En effet, un système associatif, plus ou moins couplé à un système de société civile immobilière, peut très bien collecter des moyens financiers et matériels destinés à cet usage en prévoyant des conditions de versement qui évitent tout soupçon d’accaparement et des conditions de restitution qui préviennent tout risque d’effondrement financier délétère pour le projet.
Les membres de la communauté évangélique, partie prenante évidemment du projet de la communauté ecclésiale, vont disposer pour leur usage d’un système collectif de gestion (vraisemblablement sous forme associative) qui disposera de fonds participant au financement global et d’un droit de veto sur les décisions impactant le projet communautaire.
Bien entendu, chacun est libre d’abonder la caisse de la communauté évangélique pour augmenter sa participation dans le projet général de la communauté ecclésiale. Dès lors, ce qui entrera dans cette caisse perdra son caractère personnel pour devenir un bien collectif, donc impossible à rétrocéder. Pour des raisons évidentes de clarté vis-à-vis de la société mondaine, cette disposition doit être très progressive et doit s’étaler sur au moins cinq à dix ans.
Par contre, quelle qu’ait été la participation d’un membre de la communauté évangélique à son financement, ce dernier ne peut en aucune façon quitter la communauté sans disposer a minima des moyens de vivre correctement pendant un délai à déterminer qui peut être de l’ordre de deux mois. C’est la responsabilité de la communauté de ne pas rejeter dans la misère un de ses membres.

Conclusion

Comme vous le voyez, une fois encore, la démarche cathare est très différente des démarches observées dans d’autres religions et à l’exact opposé de la démarche sectaire.
L’homme qui s’engage en vie cathare évangélique le fait librement et il en sort librement s’il le souhaite.
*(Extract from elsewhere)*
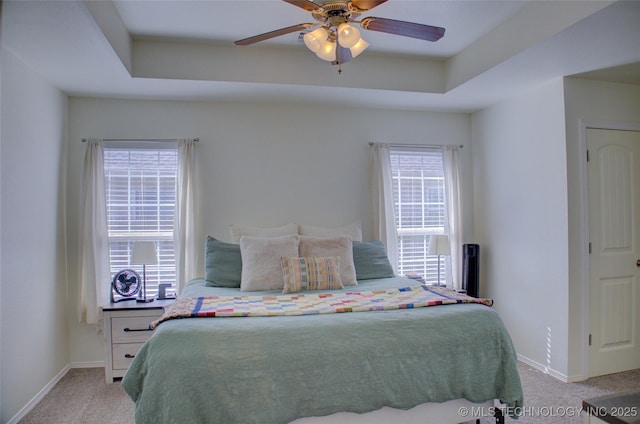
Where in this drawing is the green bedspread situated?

La communauté l’accompagne autant dans un sens que dans l’autre, elle ne tire aucun profit de ses membres et doit même financer sur ses fonds propres le retour à la vie mondaine d’un membre qui ne sent plus capable de mener une vie évangélique ou d’un qui s’en serait rendu visiblement incapable.

Contrairement au système judéo-chrétien qui a inversé les valeurs en faisant des possédant les premiers rangs de ses églises, le catharisme donne sans demander et aide sans espoir de retour, que ce soit au niveau de chacun de ses membres comme au niveau de la communauté elle-même.